Es dauerte nicht lange, da war Frederic vom Gespräch so gut wie ausgeschlossen, doch das bekümmerte ihn nicht. Er ließ seine Gedanken abschweifen, erinnerte sich an diese Schauspielerin Soundso, die diese eine Rolle so wunderbar gespielt hatte, was war es doch noch gleich gewesen, oder war es doch eine Ballerina? Jedenfalls erinnerte er sich an ihre Beine, welch anmutige Beine! Doch sie hatte sich geweigert, mit ihm nach Kanada zu kommen, trotz seiner Liebesbeteuerungen und seines Versprechens, daß er ihr hier ein Haus bauen und einrichten würde, das noch viel schöner war als jenes, das er für seine Frau erbaut hatte. Wenn sie doch nur mitgekommen wäre. Natürlich hätte sie auch am Fieber sterben können wie seine Frau. So war es vielleicht doch das beste. Ob sie immer noch in Paris auf der Bühne stand? Bonaparte wurde das natürlich nicht wissen, aber vielleicht hatte einer seiner jüngeren Offiziere sie gesehen. Er würde Erkundigungen einziehen müssen.

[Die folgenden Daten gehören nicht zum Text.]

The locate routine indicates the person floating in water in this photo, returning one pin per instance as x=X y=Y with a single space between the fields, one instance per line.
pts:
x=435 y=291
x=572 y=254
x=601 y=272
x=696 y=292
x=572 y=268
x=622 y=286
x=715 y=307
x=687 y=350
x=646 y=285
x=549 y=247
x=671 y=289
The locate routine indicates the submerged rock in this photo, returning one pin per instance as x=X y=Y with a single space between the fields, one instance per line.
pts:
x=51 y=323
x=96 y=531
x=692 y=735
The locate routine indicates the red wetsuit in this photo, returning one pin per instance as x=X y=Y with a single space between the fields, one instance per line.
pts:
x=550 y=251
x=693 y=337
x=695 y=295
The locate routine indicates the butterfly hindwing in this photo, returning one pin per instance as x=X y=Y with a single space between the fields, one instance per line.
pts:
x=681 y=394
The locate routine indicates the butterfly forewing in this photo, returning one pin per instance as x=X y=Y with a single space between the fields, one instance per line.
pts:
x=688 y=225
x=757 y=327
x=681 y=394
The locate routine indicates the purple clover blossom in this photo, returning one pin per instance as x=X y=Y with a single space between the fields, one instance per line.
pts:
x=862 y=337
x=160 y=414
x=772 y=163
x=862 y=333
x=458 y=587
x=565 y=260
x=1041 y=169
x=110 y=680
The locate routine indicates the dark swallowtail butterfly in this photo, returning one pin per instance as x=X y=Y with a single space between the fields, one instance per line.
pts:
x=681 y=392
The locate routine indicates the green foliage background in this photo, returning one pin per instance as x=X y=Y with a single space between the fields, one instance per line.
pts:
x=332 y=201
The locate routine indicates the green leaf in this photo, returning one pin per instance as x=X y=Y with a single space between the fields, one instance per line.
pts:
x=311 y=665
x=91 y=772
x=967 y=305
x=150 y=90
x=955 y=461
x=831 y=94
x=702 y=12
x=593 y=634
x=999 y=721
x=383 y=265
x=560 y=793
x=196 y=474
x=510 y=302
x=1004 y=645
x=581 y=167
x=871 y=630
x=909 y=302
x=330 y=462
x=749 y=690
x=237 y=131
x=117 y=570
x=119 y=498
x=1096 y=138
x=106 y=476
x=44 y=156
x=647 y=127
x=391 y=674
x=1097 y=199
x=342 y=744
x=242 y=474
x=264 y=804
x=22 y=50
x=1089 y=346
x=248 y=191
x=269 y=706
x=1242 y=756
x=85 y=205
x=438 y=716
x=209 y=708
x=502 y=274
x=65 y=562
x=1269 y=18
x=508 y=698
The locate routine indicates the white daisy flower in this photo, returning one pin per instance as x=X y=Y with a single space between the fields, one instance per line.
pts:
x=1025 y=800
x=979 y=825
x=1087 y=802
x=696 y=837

Natürlich speisten sie am Tisch der Gouverneurin Rainbow, da es der einzige Tisch an Bord der Kanalbarkasse war. Die Gouverneurin hatte ihr Bedauern darüber ausrichten lassen, daß sie die erlauchten französischen Gäste leider nicht würde persönlich aufsuchen können, hoffte aber, daß ihr Dienstbotenstab es ihnen bequem machen würde. Frederic, der davon ausgegangen war, daß dies wohl einen Irrakwa-Chefkoch bedeuten mußte, hatte sich schon auf ein weiteres, langweiliges Rotenmahl aus zähem Hirschfleisch eingestellt — so etwas konnte man ja wohl kaum Wildbret nennen! —, doch der Küchenchef hatte sich ausgerechnet als Franzose entpuppt! Ein Hugenotte, oder, genauer, der Enkel von Hugenotten, doch er war nicht nachtragend, und so erwies sich das Essen als ausgezeichnet. Niemand hätte an diesem Ort von gutem französischen Essen zu träumen gewagt — ja nicht einmal von Essen im würzigen amerikanischen Stil.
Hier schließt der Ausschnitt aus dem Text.